A Sad Day for Democrats and Obama Supporters

Remember this day. On this day, the Democrats proved for the umpteenth time what a party of collusion rather than opposition thay have become when they passed the FISA bill containing what amounts to an amnesty provision for telecom companies.

Worst of all, Senator Obama, whose word is rapidly becoming more assured as the voice of the party, came out and said he accepted the compromise bill. He said he would fight the amnesty provision in the Senate, but I don't think this is anything but cover. Read his words:

It is not all that I would want. But given the legitimate threats we face, providing effective intelligence collection tools with appropriate safeguards is too important to delay. So I support the compromise, but do so with a firm pledge that as President, I will carefully monitor the program, review the report by the Inspectors General, and work with the Congress to take any additional steps I deem necessary to protect the lives -– and the liberty –- of the American people.

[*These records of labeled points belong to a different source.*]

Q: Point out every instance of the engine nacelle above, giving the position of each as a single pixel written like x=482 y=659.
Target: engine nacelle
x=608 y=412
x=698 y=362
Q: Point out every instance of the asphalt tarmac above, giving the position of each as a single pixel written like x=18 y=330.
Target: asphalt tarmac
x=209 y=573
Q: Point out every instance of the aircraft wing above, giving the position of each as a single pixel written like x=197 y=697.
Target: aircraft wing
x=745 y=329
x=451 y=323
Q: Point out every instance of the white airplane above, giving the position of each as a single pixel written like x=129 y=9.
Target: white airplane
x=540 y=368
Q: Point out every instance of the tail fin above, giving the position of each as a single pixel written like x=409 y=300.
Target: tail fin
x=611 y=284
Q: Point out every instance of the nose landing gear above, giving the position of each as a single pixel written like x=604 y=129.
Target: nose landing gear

This is a politician's bullshit. Notice that he doesn't say that amnesty is wrong any more. He sees that the bill gives the Presidency another little fillip of tyranny and he will not look that gift horse in the mouth. It's a sad day.

In my own Congressional District, I was very fearful that Adam Schiff would end up capitulating with the spineless. He did indeed vote for the bill, and I publish here the letter I sent to him quoting from his own letter to me back in the spring when I had written to him concerned about giving amnesty to the telephone companies who went along with George Bush's violations of the law. (Remember, Bush himself admitted he broke the law in a press conference and said that he would continue to do so. ) This amnesty provision will--unless there is a brave FISA judge out there--almost automatically dismiss any lawsuits permanently. It's a very sad day. My letter will sum up the reason for my sadness.

326 Cannon House Office Building
Washington, DC 20515

Representative Adam Schiff

Re: Your Vote on the FISA and Telecom Amnesty Bill

Dear Congressman Schiff:

I have just reviewed the record of the vote. Your name was in the Yeas. Disturbing.
Let me quote from your letter to me of April 9, 2008:

On March 14th, the House voted to pass a bill—the FISA Amendment Act of 2008—that did not include immunity for the telecom companies. The final vote in the House was 213-197 and I voted in favor of this legislation.

However, the suggestion of the Administration that we can only [be aggressive in combating terrorism]by subverting the law and giving up our constitutional right is seriously misguided.

Yet despite this, the bill you voted for today—against your apparent position of understanding that the Administration was wrong—is not in the interests of the citizens of this country. I can anticipate receiving rhetoric from you to justify your vote, and further obfuscation that will essentially repeat the rationalizations of your ''seriously misguided” colleagues Hoyer, Emmanuel, and Speaker Pelosi. Some Democratic opposition you have become. Save the rhetoric, please.

It is clear that you now would let this administration escape liability for its unconstitutional acts. You now would let the predictable assurances of Attorney General Mukasy that a telecom company had “acted in good faith after assurances from the Justice Department” completely preclude any possible discovery proving that the Administration had broken the law. In short, you now have become a party to the collusion. All your talk now about wanting to preserve FISA as the exclusive remedy will not hold water. The fact is that telecom immunity could still have been excluded if you and other overly compliant congressmen had truly wanted to protect the Fourth Amendment. In other words, as Senator Bond said today, "When the Government tells you to do something, I think you all recognize, uh, that that is something that you need to do." A nation of sheep.

In all of our history,with its few instances of impeachment and threatened impeachment, this President alone has been more culpable than any other and liable for impeachment. Yet Congress has not had the courage to hold him accountable as the Constitution provides. In this one instance when we clearly know by his own admission that the President broke the law and would continue to break it, your action today has let him pass unscathed. The proof? Other telecom companies refused to comply!

I am deeply disturbed by your lack of courage and leadership on this matter. You have not only betrayed my trust in you but have betrayed your own principles. You have not done your duty.


To be sure, it's a sad day for the Fourth Amendment and a sad day for all of us who understand that this President has moved us further and faster in seven and a half years from a democratic republic than any one would have thought. Damn the Democrats who have gone along with this terrible capitulation to the politics of fear, paranoia, and vengeance.